Ao negar o pedido, o ministro ressaltou que não existe previsão legal que autorize o prolongamento do prazo. Além disso, o processo tramita também por via eletrônica e advogados e membros do Ministério Público tem acesso amplo e simultâneo a todo o teor dos autos. Depois de negar o pedido, Fachin abriu vista dos autos à Procuradoria-Geral da República para a apresentação das alegações finais no prazo de quinze dias. O empresário Ernesto Kugler Rodrigues também é réu neste processo.

Ele, juntamente com Paulo Bernardo e Gleisi negam as acusações. Em interrogatório no mês de agosto, Gleisi afirmou que a ação penal contra ela na Lava Jato não passa de perseguição política, endossada pelo doleiro Alberto Youssef, que foi um dos principais delatores da operação.

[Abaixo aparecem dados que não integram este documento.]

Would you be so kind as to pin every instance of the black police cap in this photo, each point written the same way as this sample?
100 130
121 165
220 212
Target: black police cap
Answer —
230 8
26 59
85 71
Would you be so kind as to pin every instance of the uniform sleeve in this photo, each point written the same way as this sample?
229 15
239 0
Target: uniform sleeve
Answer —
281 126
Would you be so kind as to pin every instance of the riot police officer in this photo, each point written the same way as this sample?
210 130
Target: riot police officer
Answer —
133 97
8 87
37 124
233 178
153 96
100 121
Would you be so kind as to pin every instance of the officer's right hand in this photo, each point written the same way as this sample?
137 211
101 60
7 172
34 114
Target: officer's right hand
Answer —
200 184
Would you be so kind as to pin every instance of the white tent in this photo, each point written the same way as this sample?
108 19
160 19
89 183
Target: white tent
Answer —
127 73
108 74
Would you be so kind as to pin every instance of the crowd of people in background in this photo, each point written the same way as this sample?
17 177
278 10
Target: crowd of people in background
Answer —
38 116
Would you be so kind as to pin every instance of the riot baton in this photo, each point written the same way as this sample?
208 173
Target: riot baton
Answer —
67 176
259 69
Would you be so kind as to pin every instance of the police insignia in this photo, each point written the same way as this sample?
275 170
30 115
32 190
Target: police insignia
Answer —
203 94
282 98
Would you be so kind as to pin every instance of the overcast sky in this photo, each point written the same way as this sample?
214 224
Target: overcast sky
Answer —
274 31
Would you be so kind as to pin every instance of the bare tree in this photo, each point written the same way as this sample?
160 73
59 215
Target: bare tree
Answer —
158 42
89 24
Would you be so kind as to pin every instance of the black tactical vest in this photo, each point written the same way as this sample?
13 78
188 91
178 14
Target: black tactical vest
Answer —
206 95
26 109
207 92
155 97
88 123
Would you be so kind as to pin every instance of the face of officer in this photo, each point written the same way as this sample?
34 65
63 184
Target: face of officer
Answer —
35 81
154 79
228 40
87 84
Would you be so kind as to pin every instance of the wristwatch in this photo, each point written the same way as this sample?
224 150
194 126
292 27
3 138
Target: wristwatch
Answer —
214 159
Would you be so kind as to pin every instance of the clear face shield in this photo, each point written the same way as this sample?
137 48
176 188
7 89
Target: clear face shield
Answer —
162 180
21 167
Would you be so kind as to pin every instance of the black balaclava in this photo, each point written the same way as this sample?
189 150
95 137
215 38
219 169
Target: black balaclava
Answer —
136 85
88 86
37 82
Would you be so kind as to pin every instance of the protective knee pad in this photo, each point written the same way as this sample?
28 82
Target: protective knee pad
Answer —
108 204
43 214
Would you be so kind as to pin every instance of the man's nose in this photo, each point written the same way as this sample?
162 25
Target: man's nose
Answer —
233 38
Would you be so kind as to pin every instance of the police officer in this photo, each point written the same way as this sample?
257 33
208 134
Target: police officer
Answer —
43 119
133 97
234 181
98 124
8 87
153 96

Ela disse ainda que não há provas de que recebeu recursos ilícitos. Paulo Bernardo também prestou depoimento na mesma ocasião. Ele admitiu ter se reunido com Paulo Roberto Costa em mais de uma ocasião, mas negou ter solicitado qualquer vantagem indevida ou ter atuado para manter o executivo no cargo. Esse deve ser o primeiro processo da Lava Jato a ter um desfecho na Corte.